A bold comment by the makers of Fallout: New Vegas.
At the Reboot Develop conference, Josh Sawyer, the design director of Pillars of Eternity (Obsidian), talked about how he’d like to see the RPGs go through a radical evolution, as the genre shouldn’t be defined by the stats and the combat systems.
„The hardcore RPG audience is very traditional. Fans tend to skew towards the more hardcore cases, and they tend to be fairly resistant to change. I don’t want to paint too broad of a stroke there, but RPGs can be a lot more than we have done with them so far. There’s much more than we can do and it’s much more radical.
I’m also contributing to the problem: Pillars of Eternity 1 and 2 are very traditional role-playing games. But the genre can go in some different directions it’s a matter of framing the project size and things that meet up in the same place.

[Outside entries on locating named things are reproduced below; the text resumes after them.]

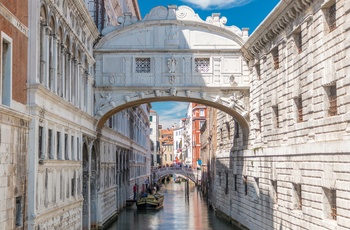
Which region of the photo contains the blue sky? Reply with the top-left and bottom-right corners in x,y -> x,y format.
138,0 -> 279,129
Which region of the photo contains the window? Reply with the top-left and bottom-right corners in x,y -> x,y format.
70,136 -> 75,160
16,196 -> 23,227
327,4 -> 337,32
295,95 -> 304,122
294,28 -> 303,54
199,121 -> 205,128
194,58 -> 210,73
233,174 -> 237,191
272,105 -> 280,128
293,184 -> 303,210
256,111 -> 261,131
225,172 -> 228,194
243,176 -> 248,196
64,134 -> 69,160
56,132 -> 62,159
135,58 -> 151,73
271,180 -> 278,204
77,137 -> 80,160
0,32 -> 12,106
323,188 -> 337,220
234,121 -> 239,138
255,62 -> 261,80
271,47 -> 280,70
38,126 -> 44,159
326,84 -> 337,116
71,178 -> 75,196
47,129 -> 54,159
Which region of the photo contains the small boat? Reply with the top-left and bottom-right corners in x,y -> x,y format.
136,193 -> 164,209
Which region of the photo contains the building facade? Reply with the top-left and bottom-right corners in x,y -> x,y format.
0,1 -> 30,229
159,128 -> 174,167
24,0 -> 151,229
191,103 -> 207,168
213,0 -> 350,230
150,110 -> 159,167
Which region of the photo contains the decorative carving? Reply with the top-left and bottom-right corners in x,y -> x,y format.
124,96 -> 130,102
214,95 -> 221,103
99,93 -> 115,108
168,58 -> 176,73
39,108 -> 46,123
166,25 -> 178,40
229,92 -> 245,109
169,75 -> 176,84
170,87 -> 176,96
154,89 -> 162,97
109,75 -> 116,84
230,75 -> 236,85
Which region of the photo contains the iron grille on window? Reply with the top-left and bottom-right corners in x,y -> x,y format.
294,184 -> 303,209
328,85 -> 337,116
297,96 -> 303,122
135,58 -> 151,73
271,180 -> 278,203
234,174 -> 237,191
328,4 -> 337,31
194,58 -> 210,73
255,63 -> 261,80
272,48 -> 280,69
272,105 -> 280,128
225,172 -> 228,194
297,32 -> 303,53
330,189 -> 337,220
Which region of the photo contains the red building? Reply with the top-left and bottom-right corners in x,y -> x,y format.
192,103 -> 207,168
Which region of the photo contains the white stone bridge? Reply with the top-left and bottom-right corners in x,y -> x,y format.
94,6 -> 250,144
152,167 -> 202,184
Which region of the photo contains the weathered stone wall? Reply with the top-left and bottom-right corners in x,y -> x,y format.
0,107 -> 29,229
215,0 -> 350,230
35,202 -> 82,230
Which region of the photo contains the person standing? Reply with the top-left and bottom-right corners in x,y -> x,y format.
133,184 -> 137,200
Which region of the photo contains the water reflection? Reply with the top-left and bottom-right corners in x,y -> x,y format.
108,181 -> 241,230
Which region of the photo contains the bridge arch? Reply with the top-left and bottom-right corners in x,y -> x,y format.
95,6 -> 250,146
152,167 -> 202,184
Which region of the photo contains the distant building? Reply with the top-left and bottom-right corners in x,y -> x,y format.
191,103 -> 207,167
0,0 -> 30,229
159,129 -> 174,166
149,110 -> 160,167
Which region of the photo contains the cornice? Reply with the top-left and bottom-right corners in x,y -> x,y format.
69,0 -> 100,40
242,0 -> 313,62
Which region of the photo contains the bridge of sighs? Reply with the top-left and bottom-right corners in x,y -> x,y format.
95,5 -> 249,143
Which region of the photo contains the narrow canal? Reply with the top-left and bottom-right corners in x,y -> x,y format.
108,180 -> 239,230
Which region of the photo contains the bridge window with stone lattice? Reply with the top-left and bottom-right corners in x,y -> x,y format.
135,58 -> 151,73
327,4 -> 337,32
194,58 -> 210,73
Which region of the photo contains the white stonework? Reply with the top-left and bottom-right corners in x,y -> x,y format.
26,0 -> 150,229
211,0 -> 350,230
95,6 -> 249,135
0,0 -> 350,230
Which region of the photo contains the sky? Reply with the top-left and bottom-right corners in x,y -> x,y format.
138,0 -> 280,129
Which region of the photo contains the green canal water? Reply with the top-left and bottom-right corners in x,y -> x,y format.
108,180 -> 239,230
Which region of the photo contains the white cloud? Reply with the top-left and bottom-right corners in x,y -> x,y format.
181,0 -> 253,10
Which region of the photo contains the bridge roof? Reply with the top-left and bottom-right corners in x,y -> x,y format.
96,5 -> 248,52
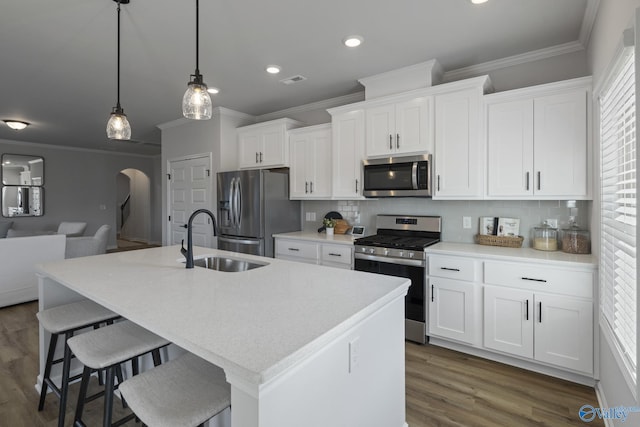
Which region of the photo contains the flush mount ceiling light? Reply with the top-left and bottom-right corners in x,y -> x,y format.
265,65 -> 280,74
3,120 -> 29,130
182,0 -> 213,120
107,0 -> 131,140
342,36 -> 364,47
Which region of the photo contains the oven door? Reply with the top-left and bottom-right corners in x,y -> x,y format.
354,254 -> 427,344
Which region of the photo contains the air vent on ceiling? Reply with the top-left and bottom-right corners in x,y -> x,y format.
280,74 -> 307,85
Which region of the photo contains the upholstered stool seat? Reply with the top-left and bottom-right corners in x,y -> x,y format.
68,320 -> 169,426
36,300 -> 120,426
119,353 -> 231,427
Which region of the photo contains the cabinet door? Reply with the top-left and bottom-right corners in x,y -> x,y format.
429,277 -> 480,344
258,125 -> 289,167
535,294 -> 593,373
433,89 -> 484,199
289,134 -> 312,199
534,89 -> 587,197
486,99 -> 534,197
484,285 -> 534,358
366,104 -> 396,157
331,110 -> 364,200
394,97 -> 433,154
238,131 -> 262,169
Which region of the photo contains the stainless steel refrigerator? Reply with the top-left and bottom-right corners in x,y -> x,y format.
217,169 -> 302,257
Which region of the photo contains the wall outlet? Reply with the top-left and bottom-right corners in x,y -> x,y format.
349,337 -> 360,373
462,216 -> 471,228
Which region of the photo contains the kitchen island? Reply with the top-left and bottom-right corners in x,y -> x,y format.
38,246 -> 409,427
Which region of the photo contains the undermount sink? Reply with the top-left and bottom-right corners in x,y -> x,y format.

So many games use RPG elements, stat progression, and characteristics that are defined by those in RPGs. I start to question whether that is the heart and soul of what a role-playing game is about. The way that I work on role-playing games, they tend to be more about playing a character that has a range of personalities and a way of going through a story that changes that story in a very significant way. The amount to which things like statistics or combat systems interact with that really can be much more fluid.”
He named Bethesda (Fallout, The Elder Scrolls) as a company that took the genre towards a new direction: „The traditionalists probably get angry about this stuff, but Bethesda’s RPGs are very different from isometric RPGs. They’re much more action orientated, much more focused on the immersive experience. That shows there’s more room for RPGs to grow than just to be what they were 20 years ago. It’s a matter of finding an audience that matches up with that,” Sawyer said.
We’d like to see him get a free approach to something like Pillars of Eternity 3. How would he create the game?